Consequently, the core task in encoding has boiled down to how to build such an appropriate coding matrix. The simplest strategy is one-versus-all (OVA) [4] which takes one class as a positive class and all the others as a negative class to build the binary coding matrix. One-versus-one (OVO) [5] forms a ternary coding matrix where each column only considers two classes to be positive and negative classes respectively and the rest are represented by zero symbols. Random codes [6] generate the coding matrix randomly, where the binary coding matrix is called dense random while the ternary one is termed as spare random. Though these traditional strategies are simple, they are all data-independent. As a result, they either perform poorly or get too long code words which would require more dichotomoizers with higher computational costs.

Recent proposed tree-form encoding algorithms [710] utilize some criterions to estimate inter-class separability so as to build a tree and obtains a data-dependent coding matrix. Discriminant ECOC (DECOC) [8] applies the sequential forward floating search (SFFS) to generate the tree from top to down through maximizing the mutual information (MI) [11] between classes heuristically. Then a ternary coding matrix is constructed according to the hierarchical partition of the tree. Based on DECOC, subclass ECOC (SECOC) [9] further uses a cluster method to create subclasses while the original classification problem is linearly non-separable. However, the MI criterion used in DECOC and SECOC is computed by a non-parametric method which generally requires a large number of samples and further leads to an unstable result. Hierarchical ECOC (HECOC) [12] utilizes support vector domain description (SVDD) [12] as the criterion to estimate inter-class separability, which is more stable than DECOC and SECOC. However, when building the tree, HECOC chooses two classes which have the smallest inter-class separability as a node. As a result, the base dichotomizers will face a relatively difficult binary classification problem which limits the performance of ECOC to some degree.

In this paper, we propose a novel encoding method termed as maximum margin tree ECOC (M\(^2\)ECOC). M\(^2\)ECOC estimates the maximal inter-class separability by the maximum margins between classes rather than the MI criterion. Consequently, the corresponding coding matrix is more stable and discriminative for the following classification. Concretely, M\(^2\)ECOC uses support vector machine (SVM) [13] to compute the maximum margins between classes and then obtains a maximum margin matrix. Depending on this matrix, M\(^2\)ECOC further generates a bottom-up binary tree based on choosing the maximal maximum margin. Finally, such maximum margin tree will be converted into a ternary coding matrix according to the hierarchical partition of the tree.

The paper is organized as follows. Section 2 introduces the tree-form encoding algorithms DECOC and SECOC. Section 3 introduces our M\(^2\)ECOC algorithm in detail. In Sect. 4, the compared experiments with some state-of-the-art encoding algorithms are shown. Finally, the last section concludes the paper.

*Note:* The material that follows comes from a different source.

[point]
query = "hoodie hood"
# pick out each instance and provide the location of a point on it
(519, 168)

2 Tree-Form Encoding Algorithms

2.1 Discriminant ECOC (DECOC)

DECOC [8] firstly applies SFFS to find the hierarchical partition of the tree and builds the tree from top to down. As Fig. 1(a) shown, DECOC separates the original class set \(\{C _1,C _2,C _3\}\) into two partitions \(\{C _1,C _3\}\) and \(\{C _2\}\) until each partition has only one class. SFFS is one kind of suboptimal sequential search methods which dynamically changes the number of forward steps until the resulting subsets are better than the previously ones based on some criterions [8]. MI, which is an often-used metric to compute the relativity between two random variables in information theory, is selected to evaluate the discriminability of class sets in DECOC. MI is defined as follow:

$$\begin{aligned} I ({{\varvec{x}}},{{\varvec{y}}})=\int \int p (x ,y )\log (\frac{p (x ,y )}{p (x )p (y )})\,dx \,dy \end{aligned}$$
(1)

where x denotes the sample in the class sets and y denotes the class label. p(x) and p(y) are their probability density functions respectively. DECOC aims to maximize the MI value between the data in the class sets and the class label to maximize the discriminability of class sets. However, when computing the MI value, DECOC uses a non-parametric parzen estimation method which usually requires a large number of samples in order to reach a relatively better performance and is more likely to lead to unstable experimental results.

When the tree has been completely constructed, DECOC further fills a ternary coding matrix based on the tree. Particularly, the classes in the left partition are represented by +1 and the classes in the right partition are represented by −1. Meanwhile, classes which are not shown up in the hierarchical partition are represented by 0.

2.2 Subclass ECOC (SECOC)

On the basis of DECOC, SECOC [9] contributes to solving the linearly non-separable problems by dividing the original class into some new subclasses. SECOC also uses SFFS to find the hierarchical partition of the tree by maximizing the MI value. When the original partition is linearly non-separable, SECOC further uses the cluster method K-means to split it into simpler and smaller sub-partitions. Usually, the number of sub-partitions is set to 2 [9]. As Fig. 1(b) shown, SECOC splits the original linearly non-separable problem \(\{C_1, C _3\}\) into two linearly separable problems \(\{C_1, C_{3\_1}\}\) and \(\{C_1, C _{3\_2}\}\) by dividing class \(C_3\) into two new subclasses \(C_{3\_1}\) and \(C_{3\_2}\). Therefore, if the original classification problem is linearly non-separable, SECOC can transform it into a linearly separable one through several times of decompositions.

Fig. 1.
figure 1

Illustration of the trees in DECOC and SECOC

3 Maximum Margin Tree ECOC (M\(^2\)ECOC)

3.1 Maximum Margin

Margin, which is defined as the minimum distance between the decision boundary and samples, is one of the most famous concepts in SVM proposed by Vapnik [13].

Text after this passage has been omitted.